Dexia enfile les pertes
Dexia, qui n’exerce plus de réelle activité commerciale, fait état d’une perte nette de 905 millions d’euros au premier semestre. Ce déficit s’inscrit en léger recul par rapport à la même période l’année précédente –la perte de la banque atteignait alors 1,17 milliard d’euros. Il a été notamment affecté, à hauteur de 278 millions, par la première application de la norme IFRS 13.
L’ancienne banque des collectivités locales, détenue à 95% par les Etats belge et français et en cours de liquidation, indique que 775 millions d’euros de la perte du premier semestre sont attribuables aux activités poursuivies et 134 millions aux activités arrêtées ou en cours de cession.

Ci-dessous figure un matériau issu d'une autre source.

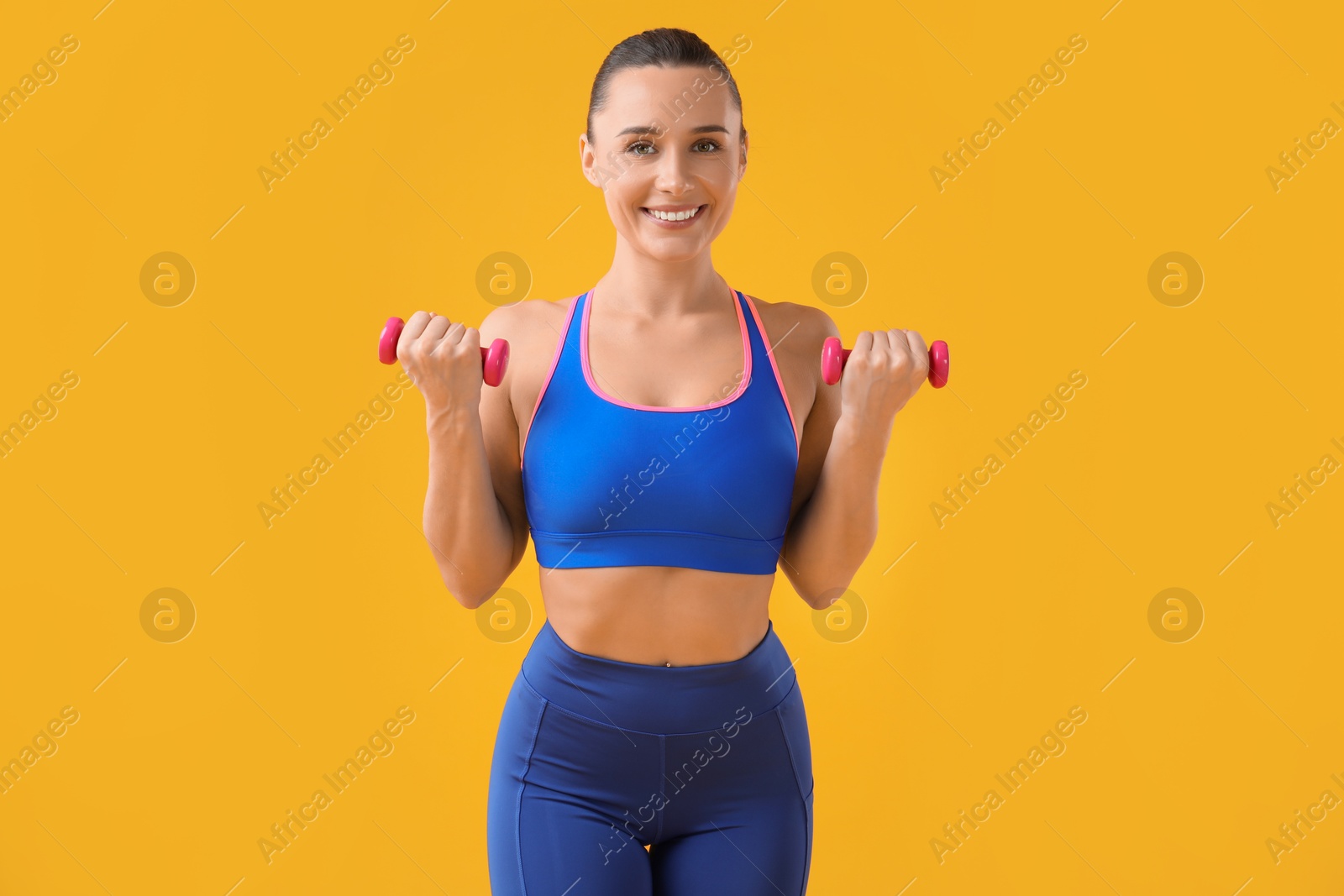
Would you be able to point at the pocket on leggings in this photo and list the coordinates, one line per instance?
(793, 721)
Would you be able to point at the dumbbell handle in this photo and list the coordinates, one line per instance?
(494, 359)
(833, 359)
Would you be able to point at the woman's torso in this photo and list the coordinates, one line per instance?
(660, 614)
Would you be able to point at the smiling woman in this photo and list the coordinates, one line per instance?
(658, 606)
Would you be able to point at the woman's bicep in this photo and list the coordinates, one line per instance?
(499, 427)
(820, 421)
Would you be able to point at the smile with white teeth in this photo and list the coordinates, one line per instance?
(679, 215)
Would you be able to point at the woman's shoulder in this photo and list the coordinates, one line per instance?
(795, 328)
(526, 322)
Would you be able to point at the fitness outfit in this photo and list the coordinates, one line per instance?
(616, 484)
(596, 759)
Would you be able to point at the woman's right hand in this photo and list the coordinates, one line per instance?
(444, 362)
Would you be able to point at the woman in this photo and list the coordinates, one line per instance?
(669, 443)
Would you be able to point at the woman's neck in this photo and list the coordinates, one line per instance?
(644, 286)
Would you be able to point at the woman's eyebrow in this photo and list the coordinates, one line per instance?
(651, 129)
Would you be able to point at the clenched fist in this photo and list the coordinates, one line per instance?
(444, 362)
(885, 369)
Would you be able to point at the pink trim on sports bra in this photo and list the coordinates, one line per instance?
(784, 394)
(743, 385)
(555, 360)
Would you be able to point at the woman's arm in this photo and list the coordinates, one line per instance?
(846, 434)
(475, 521)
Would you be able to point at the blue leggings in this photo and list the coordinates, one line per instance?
(596, 759)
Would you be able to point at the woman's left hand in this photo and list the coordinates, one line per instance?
(885, 369)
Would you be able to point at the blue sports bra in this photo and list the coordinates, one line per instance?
(611, 484)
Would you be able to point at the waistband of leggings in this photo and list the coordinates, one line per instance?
(660, 700)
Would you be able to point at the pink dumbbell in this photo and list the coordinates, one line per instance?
(494, 359)
(833, 359)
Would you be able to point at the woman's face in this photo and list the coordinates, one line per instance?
(667, 141)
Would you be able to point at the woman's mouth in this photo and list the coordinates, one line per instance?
(674, 217)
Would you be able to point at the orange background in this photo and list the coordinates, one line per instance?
(941, 669)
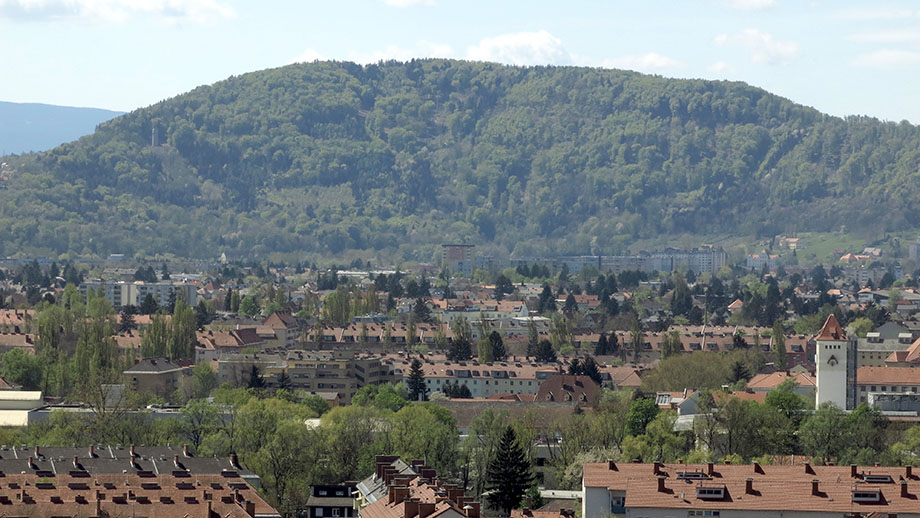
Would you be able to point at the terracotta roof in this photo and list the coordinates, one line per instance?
(772, 380)
(568, 388)
(154, 496)
(773, 488)
(831, 331)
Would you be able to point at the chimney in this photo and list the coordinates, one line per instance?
(425, 509)
(410, 508)
(454, 493)
(397, 494)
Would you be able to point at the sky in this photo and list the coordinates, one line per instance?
(843, 57)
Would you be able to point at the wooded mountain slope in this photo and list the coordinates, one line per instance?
(396, 158)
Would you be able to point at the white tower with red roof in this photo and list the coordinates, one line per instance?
(831, 361)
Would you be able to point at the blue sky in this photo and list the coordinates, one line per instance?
(842, 57)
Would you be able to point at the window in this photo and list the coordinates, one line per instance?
(866, 496)
(617, 504)
(710, 493)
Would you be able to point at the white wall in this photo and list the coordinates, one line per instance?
(832, 379)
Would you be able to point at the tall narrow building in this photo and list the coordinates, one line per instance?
(835, 366)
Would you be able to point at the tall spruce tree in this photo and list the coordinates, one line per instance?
(779, 346)
(417, 389)
(509, 475)
(497, 345)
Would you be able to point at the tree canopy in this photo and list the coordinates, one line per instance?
(329, 157)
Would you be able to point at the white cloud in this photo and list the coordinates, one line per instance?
(762, 47)
(750, 4)
(887, 36)
(650, 62)
(720, 67)
(407, 3)
(521, 48)
(887, 58)
(877, 13)
(201, 11)
(309, 56)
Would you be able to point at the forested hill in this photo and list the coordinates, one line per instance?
(396, 158)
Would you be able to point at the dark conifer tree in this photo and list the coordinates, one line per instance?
(417, 389)
(509, 475)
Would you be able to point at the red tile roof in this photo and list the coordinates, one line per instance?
(831, 330)
(773, 488)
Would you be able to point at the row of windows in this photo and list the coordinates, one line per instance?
(884, 388)
(437, 381)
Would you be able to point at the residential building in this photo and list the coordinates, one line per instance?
(880, 344)
(512, 376)
(331, 501)
(567, 388)
(874, 382)
(126, 481)
(748, 490)
(122, 293)
(401, 490)
(159, 376)
(287, 327)
(762, 260)
(330, 371)
(805, 384)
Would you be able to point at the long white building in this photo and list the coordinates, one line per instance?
(123, 293)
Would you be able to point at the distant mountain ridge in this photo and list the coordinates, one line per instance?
(27, 127)
(334, 159)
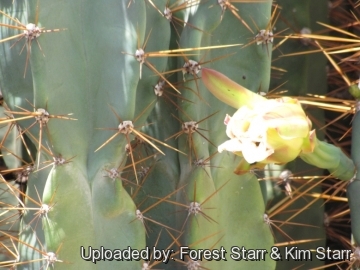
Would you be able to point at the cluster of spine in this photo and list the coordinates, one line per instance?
(117, 136)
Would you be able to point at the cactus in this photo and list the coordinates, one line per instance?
(120, 136)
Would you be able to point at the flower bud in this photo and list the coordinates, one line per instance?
(273, 131)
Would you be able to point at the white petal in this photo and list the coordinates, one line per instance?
(232, 145)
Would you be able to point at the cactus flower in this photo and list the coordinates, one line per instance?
(273, 131)
(266, 131)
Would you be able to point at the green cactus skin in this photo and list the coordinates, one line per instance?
(354, 187)
(86, 71)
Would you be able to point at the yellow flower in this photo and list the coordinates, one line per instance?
(271, 131)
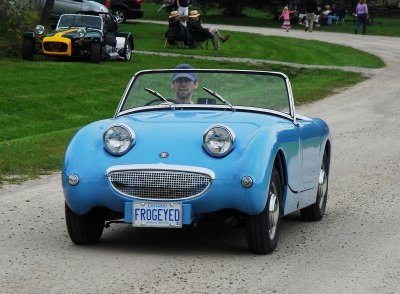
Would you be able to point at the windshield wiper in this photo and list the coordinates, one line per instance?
(216, 95)
(158, 95)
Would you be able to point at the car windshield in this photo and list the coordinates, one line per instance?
(79, 21)
(209, 88)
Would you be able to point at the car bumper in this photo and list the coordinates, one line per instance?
(135, 13)
(224, 192)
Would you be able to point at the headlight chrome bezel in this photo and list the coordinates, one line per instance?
(128, 136)
(228, 136)
(39, 30)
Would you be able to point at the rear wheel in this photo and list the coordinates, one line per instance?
(317, 210)
(87, 228)
(119, 14)
(95, 53)
(263, 228)
(27, 49)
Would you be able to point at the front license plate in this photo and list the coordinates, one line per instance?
(157, 214)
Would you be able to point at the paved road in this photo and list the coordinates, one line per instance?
(354, 249)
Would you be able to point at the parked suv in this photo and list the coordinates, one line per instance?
(73, 6)
(124, 9)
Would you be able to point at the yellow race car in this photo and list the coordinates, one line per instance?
(91, 35)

Le produit net bancaire (PNB) des activités poursuivies (qui consistent en la gestion extinctive de ses portefeuilles d’actifs) est négatif à -522 millions d’euros: les revenus générés par les portefeuilles commerciaux demeurent en effet inférieurs aux coûts de financement du groupe. Mais la tendance semble s’inverser: le coût de portage du portefeuille a diminué grâce à l’obtention des garanties publiques définitives des Etats fin 2012 (bien moins onéreuses que les garanties temporaires), suite à l’aval de Bruxelles. Les coûts de financement sont passés de 349 millions au premier trimestre 2013 à 266 millions au trimestre suivant. Le PNB atteignait -612 millions au premier semestre 2012.
La garantie définitive a en outre facilité les émissions de dette de Dexia sur le marché. Les cessions de la SFIL, la réduction du collatéral à verser, le débouclage des financements avec Belfius (ex-Dexia Banque Belgique) et l’amortissement de passifs ont également réduit le besoin de financement du groupe. Dexia a également arrêté de recourir aux lignes de liquidité d’urgence des banques centrales (ELA) au cours du premier semestre.